Saturday, February 13, 2016

Michael Kors Pre-Fall 2016




 Warning! I am writing this while sipping beer on an empty stomach. Although I am still slightly inebriated, there is the slight exaggeration of someone who is simultaneously sleepy and excited at the same time (I am a weird drunk). Tally ho! OK, admittedly I don't know that much about Michael Kors other than what I can find on Wikipedia, which is basically everything, but knowing how old the designer is, where they grew up and the occupation of their parents gives you very little insight into a body of work FACT. Apparently the brand is also very popular among teen girls, unknown demographic in an unnamed 2015 survey. That sounds legitimate. As someone from Australia, Pre-Fall is a very strange beast altogether including a mix of clothing which could be worn in Winter and dresses suitable for our fall. Geographically we are somewhat isolated from the context in which these clothes were created, it is therefore up to is to interpret them in new and strange ways (a concept I have been harping on about for a while now).





 There are some women capable of combining cool and chic, probably from an alien civilization fair more evolved than that of us mere earthlings, or possibly from posh boarding schools which they then snuck out of and from there, experienced the world. Tilda Swinton is of course, the alien but were it not for her devotion to androgyny perhaps she would wear some of these pieces? The trousers mainly. The dresses from this collection are very feminine and even the coats suggest the form and figure of a woman. Whereas the pink pleated dresses with unusual cutouts were made for those who don't think they like wearing pink (because it's too girly or whatever) but simply haven't found the right pink clothes which are distinctly unlike that of a giant Barbie doll. 





Aside: you know, the models caught in action displaying the fluidity of the clothes reminds me a lot of the outfit photos I've been taking lately. It's made me realise that these look best when worn with a pointy-toed heel (the kind that make you wish you had one big pointy toe) rather than the rounded clogs and boots I've been prancing around in. Having a high shutter speed is also desirable, as I myself have discovered through a lot of trial and error. It comes as a breath of fresh air and lends itself more towards the world of fashion editorials, rather than rigid look books full of blank-faced models and posing in front of a plain background. Perhaps it was to consciously emulate the walk of models on the runway, but whatever the case it beautifully shows of the feathers on some of the spectacular cocktail dresses and movement within those wide-legged pants. It also conveys that the women Kors is dressing is preferably a New Yorker and always on the move- both physically and metaphorically.

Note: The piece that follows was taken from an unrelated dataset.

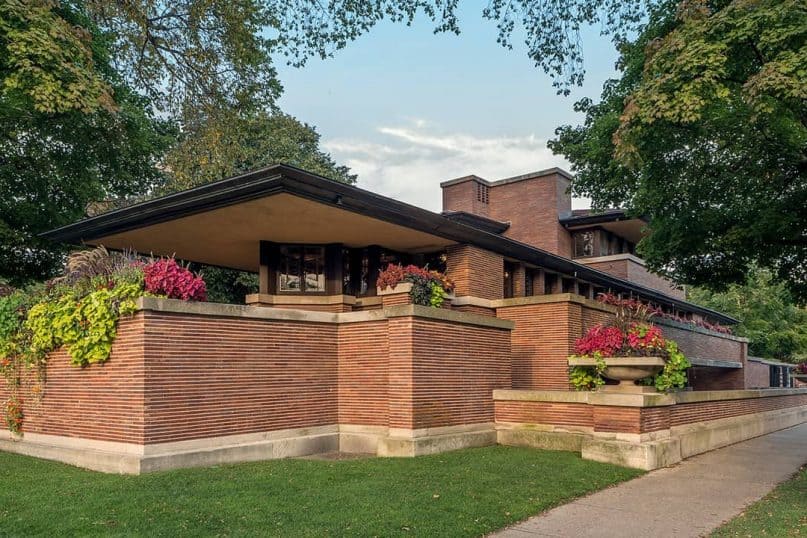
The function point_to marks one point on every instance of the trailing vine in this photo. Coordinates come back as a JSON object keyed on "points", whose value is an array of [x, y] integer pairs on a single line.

 Despite it being a Pre-Fall collection, there were A LOT of bare legs which has more to do with sex appeal and dressing to attract a man than anything else. Whilst this seems like the MO of Michael Kors he's also collaborated with Leandra Medine the self-titled Man Repeller who promotes women dressing in a way that makes them happy. The two philosophies seem diametrically opposed and whilst the collection itself is somewhat of a grey area it's for the woman to choose whether she self-consciously shows skin to attract a man. Or, if you're anything like me want to wear a jacket from a thrift store or nice vintage piece from etsy and layer layer layer. I'm talking about jeans under a short dress, frumpy boots, maybe a hat, skinny scarf and multitude of brooches. It's not necessarily dressing to look less appealing, but combining happy accidents with a "more is more" frame of thinking. Whether your partner still finds you attractive or not isn't something you should necessarily concentrate on, as long as you're happy.




 All in all I did like this collection, but felt like I wasn't seeing the complete picture, like sensing there is a piece of the puzzle missing when conducting research and unable to find "the missing link". In the fashion world that link is not as well-defined as any scientific theory and generally lacks consensus. However, when analysing this collection as a whole it did become very apparent who Kors is designing his clothes to fit and the very non-nonchalant sexiness of something like a dress with just the right amount of pleats, cutouts and lace. All this is achieved while maintaining a very ladylike silhouette more routed in the 1950s and departing from the 1970s which reigned supreme in the most recent Fall collections. But make no mistake, there is a very modern twist on this collection. The caveat to this is it lacks the magic of a collection which feels very old and very new at the same time. The latter tend not to be as big a commercial success but do make me feel warm and fuzzy inside.